Around the same time I got that e-mail, Amazon acquired Mobipocket, a French company that specialized in e-books for mobile devices, with both reader and server software. The funny thing is that Google can't turn up a single mention of the Mobipocket acquisition on the Amazon website, and I went through all the press releases this year without finding a mention. If it wasn't for the Amazon branding that appeared on the Mobipocket website, I'd think I imagined the whole thing. The acquisition took place around the same time as Amazon purchased Booksurge.

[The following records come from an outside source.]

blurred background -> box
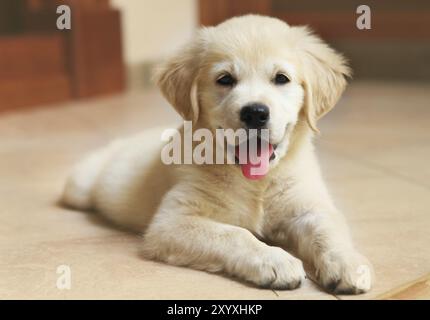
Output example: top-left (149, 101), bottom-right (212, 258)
top-left (0, 0), bottom-right (430, 111)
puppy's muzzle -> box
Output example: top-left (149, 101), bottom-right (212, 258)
top-left (240, 103), bottom-right (270, 129)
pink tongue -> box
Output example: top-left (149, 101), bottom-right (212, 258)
top-left (236, 143), bottom-right (273, 180)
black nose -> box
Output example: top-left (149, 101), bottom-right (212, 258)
top-left (240, 103), bottom-right (270, 129)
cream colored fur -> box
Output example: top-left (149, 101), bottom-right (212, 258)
top-left (63, 15), bottom-right (371, 293)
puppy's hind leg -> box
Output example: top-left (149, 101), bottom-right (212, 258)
top-left (60, 145), bottom-right (116, 210)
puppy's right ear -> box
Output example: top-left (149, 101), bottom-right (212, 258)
top-left (155, 33), bottom-right (208, 122)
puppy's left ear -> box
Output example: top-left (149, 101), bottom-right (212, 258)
top-left (155, 31), bottom-right (209, 122)
top-left (292, 27), bottom-right (351, 132)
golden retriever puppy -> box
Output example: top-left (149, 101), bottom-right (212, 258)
top-left (63, 15), bottom-right (371, 293)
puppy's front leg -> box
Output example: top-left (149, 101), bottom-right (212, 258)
top-left (264, 164), bottom-right (373, 294)
top-left (143, 190), bottom-right (305, 289)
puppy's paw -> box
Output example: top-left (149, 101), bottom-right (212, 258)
top-left (243, 247), bottom-right (306, 290)
top-left (316, 252), bottom-right (373, 294)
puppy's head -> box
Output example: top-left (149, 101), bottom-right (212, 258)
top-left (157, 15), bottom-right (349, 175)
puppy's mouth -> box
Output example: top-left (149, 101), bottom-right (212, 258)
top-left (235, 137), bottom-right (277, 180)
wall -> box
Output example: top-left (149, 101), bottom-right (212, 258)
top-left (111, 0), bottom-right (197, 66)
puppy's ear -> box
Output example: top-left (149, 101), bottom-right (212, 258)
top-left (155, 34), bottom-right (207, 122)
top-left (292, 27), bottom-right (351, 132)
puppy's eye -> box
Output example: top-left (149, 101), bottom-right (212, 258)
top-left (273, 73), bottom-right (290, 85)
top-left (216, 74), bottom-right (236, 87)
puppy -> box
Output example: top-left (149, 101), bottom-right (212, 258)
top-left (63, 15), bottom-right (372, 294)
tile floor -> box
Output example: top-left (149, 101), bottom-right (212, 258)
top-left (0, 83), bottom-right (430, 299)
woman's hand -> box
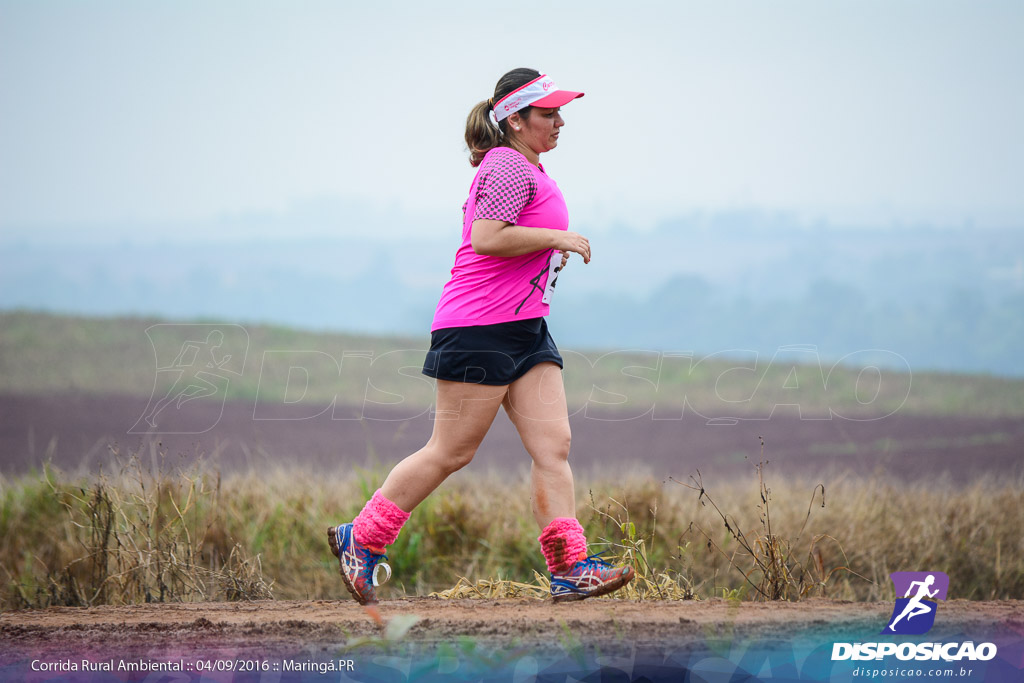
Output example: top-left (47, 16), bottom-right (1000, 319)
top-left (555, 230), bottom-right (590, 265)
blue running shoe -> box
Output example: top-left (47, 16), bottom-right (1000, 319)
top-left (327, 523), bottom-right (391, 605)
top-left (551, 555), bottom-right (635, 602)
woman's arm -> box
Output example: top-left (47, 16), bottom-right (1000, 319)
top-left (470, 218), bottom-right (590, 263)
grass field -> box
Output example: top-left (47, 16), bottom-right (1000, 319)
top-left (0, 457), bottom-right (1024, 608)
top-left (0, 312), bottom-right (1024, 608)
top-left (0, 312), bottom-right (1024, 418)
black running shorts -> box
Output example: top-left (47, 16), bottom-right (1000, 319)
top-left (423, 317), bottom-right (563, 386)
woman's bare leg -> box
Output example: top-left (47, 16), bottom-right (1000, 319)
top-left (381, 380), bottom-right (508, 512)
top-left (505, 362), bottom-right (575, 529)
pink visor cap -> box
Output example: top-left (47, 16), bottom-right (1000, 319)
top-left (494, 75), bottom-right (584, 121)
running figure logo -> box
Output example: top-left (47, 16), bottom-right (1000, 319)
top-left (882, 571), bottom-right (949, 636)
top-left (128, 324), bottom-right (249, 434)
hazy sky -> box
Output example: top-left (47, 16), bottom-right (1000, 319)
top-left (0, 0), bottom-right (1024, 240)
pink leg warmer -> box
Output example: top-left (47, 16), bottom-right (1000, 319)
top-left (352, 488), bottom-right (409, 548)
top-left (538, 517), bottom-right (587, 573)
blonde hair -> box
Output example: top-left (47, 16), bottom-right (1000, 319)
top-left (466, 69), bottom-right (541, 167)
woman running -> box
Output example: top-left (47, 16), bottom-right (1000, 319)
top-left (328, 69), bottom-right (634, 604)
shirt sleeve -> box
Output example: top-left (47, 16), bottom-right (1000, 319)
top-left (473, 152), bottom-right (537, 223)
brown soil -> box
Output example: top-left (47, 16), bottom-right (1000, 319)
top-left (0, 598), bottom-right (1024, 664)
top-left (0, 395), bottom-right (1024, 483)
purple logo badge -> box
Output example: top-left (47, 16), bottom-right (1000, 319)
top-left (882, 571), bottom-right (949, 636)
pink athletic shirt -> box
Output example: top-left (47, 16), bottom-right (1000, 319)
top-left (430, 147), bottom-right (569, 332)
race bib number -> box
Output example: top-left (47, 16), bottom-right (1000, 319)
top-left (541, 249), bottom-right (562, 303)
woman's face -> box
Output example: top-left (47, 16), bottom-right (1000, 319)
top-left (509, 106), bottom-right (565, 155)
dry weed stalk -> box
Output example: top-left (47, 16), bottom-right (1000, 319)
top-left (38, 450), bottom-right (272, 605)
top-left (670, 436), bottom-right (869, 600)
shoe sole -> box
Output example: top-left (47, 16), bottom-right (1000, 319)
top-left (327, 526), bottom-right (377, 605)
top-left (551, 567), bottom-right (636, 603)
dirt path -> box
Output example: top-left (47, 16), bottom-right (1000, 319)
top-left (0, 598), bottom-right (1024, 655)
top-left (0, 598), bottom-right (1024, 683)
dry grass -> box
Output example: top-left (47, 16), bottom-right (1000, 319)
top-left (0, 454), bottom-right (1024, 608)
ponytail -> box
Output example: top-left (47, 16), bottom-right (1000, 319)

There are a number of third party vendors of e-book servers and DRM software, but it's an unfortunate reality that when it comes to the publishing industry, dealing with the small
players is risky. The economics of publishing are sufficiently tough when you can access the whole market. If you start restricting your customer base by supplying products that require special downloads (emotional commitment) on the part of the customer, it's going to be a tough row to hoe. The easiest way for publishers in the U.S. to make their e-books available to a wide audience is to get them on Amazon, which for the moment means dealing with either Amazon or Lightning Source. Barne& actually abandoned the e-book market a couple years ago, after spending a pretty good sum on MightyWords, a leading e-book publisher at the turn of the century:-)


Creative Director said...

What are the benefits of purchasing your own digital or laser printer and self-printing vs commercial printers? Is it feasible? What are the pros and cons?

Morris Rosenthal said...

Many, many pros and cons having to do with production, but the real important issue is distribution. The whole print on demand model I'm talking about would just be an expensive way to print small numbers of books if not for the distribution tie-in. Books printed by Lightning Source are available for ordering through over 90% of bookstores in the US, not to mention Amazon and the other online retailers. What's more, you can assign a short discount, which means you can earn over 50% of the cover price, hands off. Even if you do a good job printing books in your basement, the main challenge is making them available to customers.